Please find attached terminal output files for detect and test for same model, same val set.
For detect.py, each image inference is carried out at 640x960
For test.py results are measured at 960x960
Can you explain the difference?
--DETECT.py--
nohup python3 detect.py --source=../coco128/images/val --img-size=960 --device=0 --iou-thres=0.65 --conf-thres=0.1 --weights=runs/exp9/weights/best.pt
Using CUDA device0 _CudaDeviceProperties(name='Tesla T4', total_memory=15109MB)
Model Summary: 140 layers, 7.25731e+06 parameters, 6.61683e+06 gradients
Namespace(agnostic_nms=False, augment=False, classes=None, conf_thres=0.1, device='0', img_size=960, iou_thres=0.65, output='inference/output', save_txt=False, source='../coco128/images/val', update=False, view_img=False, weights=['runs/exp9/weights/best.pt'])
Fusing layers...
image 1/600 /home/ubuntu/coco128/images/val/image_1.png: 640x960 18 Xs, 1 As, 1 Bs, 2 Cs, 1 Ds, Done. (0.015s)

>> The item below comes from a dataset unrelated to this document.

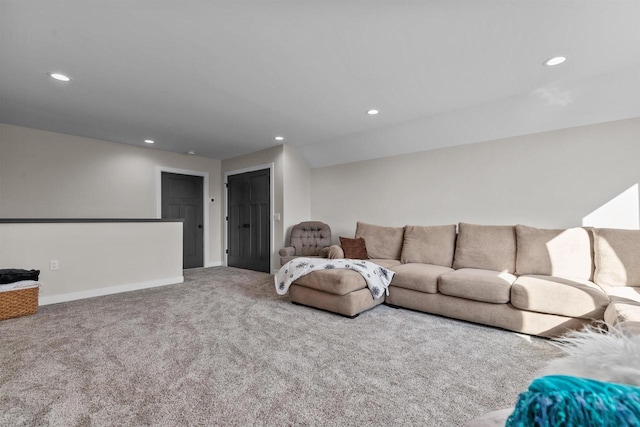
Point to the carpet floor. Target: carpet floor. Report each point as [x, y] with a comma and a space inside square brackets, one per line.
[223, 348]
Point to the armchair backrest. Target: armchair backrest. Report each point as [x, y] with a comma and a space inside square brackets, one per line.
[309, 237]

image 2/600 /home/ubuntu/coco128/images/val/image_1008.png: 640x960 12 Xs, 3 As, 1 Bs, 2 Cs, 1 Ds, Done. (0.013s)
Results saved to inference/output
Done. (0.028s)
--TEST.py--
nohup python3 test.py --data=data/coco128.yaml --batch-size=16 --img-size=960 --device=0 --verbose --task=val --weights=runs/exp9/weights/best.pt
Using CUDA device0 _CudaDeviceProperties(name='Tesla T4', total_memory=15109MB)

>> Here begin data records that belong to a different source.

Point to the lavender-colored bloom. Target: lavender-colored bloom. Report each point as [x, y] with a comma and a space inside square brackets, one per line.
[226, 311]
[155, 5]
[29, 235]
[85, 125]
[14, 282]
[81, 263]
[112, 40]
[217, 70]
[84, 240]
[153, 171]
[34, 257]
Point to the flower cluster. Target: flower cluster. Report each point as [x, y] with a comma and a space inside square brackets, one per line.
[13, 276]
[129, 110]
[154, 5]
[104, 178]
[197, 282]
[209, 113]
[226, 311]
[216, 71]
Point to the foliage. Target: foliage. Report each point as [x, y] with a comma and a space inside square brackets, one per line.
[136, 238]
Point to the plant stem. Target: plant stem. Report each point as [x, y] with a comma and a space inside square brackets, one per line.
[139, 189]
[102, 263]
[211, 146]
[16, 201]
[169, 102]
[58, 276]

Model Summary: 140 layers, 7.25731e+06 parameters, 6.61683e+06 gradients
0it [00:00, ?it/s]
Scanning labels ../coco128/labels/val.cache (600 found, 0 missing, 0 empty, 0 duplicate, for 600 images): 600it [00:00, 12336.79it/s]
Class Images Targets P R [email protected] [email protected]:.95: 0%| | 0/38 [00:00<?, ?it/s]Namespace(augment=False, batch_size=16, conf_thres=0.001, data='data/coco128.yaml', device='0', img_size=960, iou_thres=0.65, merge=False, save_json=False, save_txt=False, single_cls=False, task='val', verbose=True, weights=['runs/exp9/weights/best.pt'])
Fusing layers...
all 600 1.14e+04 0.812 0.998 0.995
Speed: 5.1/1.6/6.7 ms inference/NMS/total per 960x960 image at batch-size 16
Hello @ml5ah, thank you for your interest in our work! Please visit our Custom Training Tutorial to get started, and see our Jupyter Notebook , Docker Image, and Google Cloud Quickstart Guide for example environments.

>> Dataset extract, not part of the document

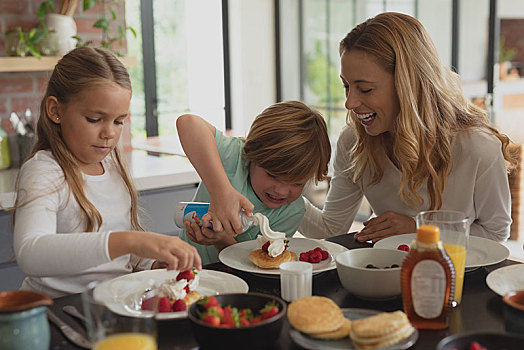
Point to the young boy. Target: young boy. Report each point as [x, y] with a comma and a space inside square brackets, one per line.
[287, 146]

If this is a bug report, please provide screenshots and minimum viable code to reproduce your issue, otherwise we can not help you.
If this is a custom model or data training question, please note Ultralytics does not provide free personal support. As a leader in vision ML and AI, we do offer professional consulting, from simple expert advice up to delivery of fully customized, end-to-end production solutions for our clients, such as:
For more information please visit https://www.ultralytics.com.
Hi,
I also noticed this behavior. In particular, I am troubled by the fact that the test.py presents much faster inference speed compared to detect.py, for the same input size.
I wonder what causes the difference, and whether the same speeds can be achieved for detect.py.
Here is an example for inference speed measured for detect.py (~42ms, slow):

Here is an example for inference speed measured for test.py (26.7ms, fast):

The gap is even bigger on my GPU (60FPS for test.py VS 30FPS detect.py)
This was observed on both machines:
Thanks!
detect.py process the images 1 by 1 while test.py can do batches and thats how it can do it faster. You could tweak detect.py to make it do batches if you are able to get the images in batch (can be applied to anything that is not a single live camera feed).
@glenn-jocher any suggestions for img-size?
This issue has been automatically marked as stale because it has not had recent activity. It will be closed if no further activity occurs. Thank you for your contributions.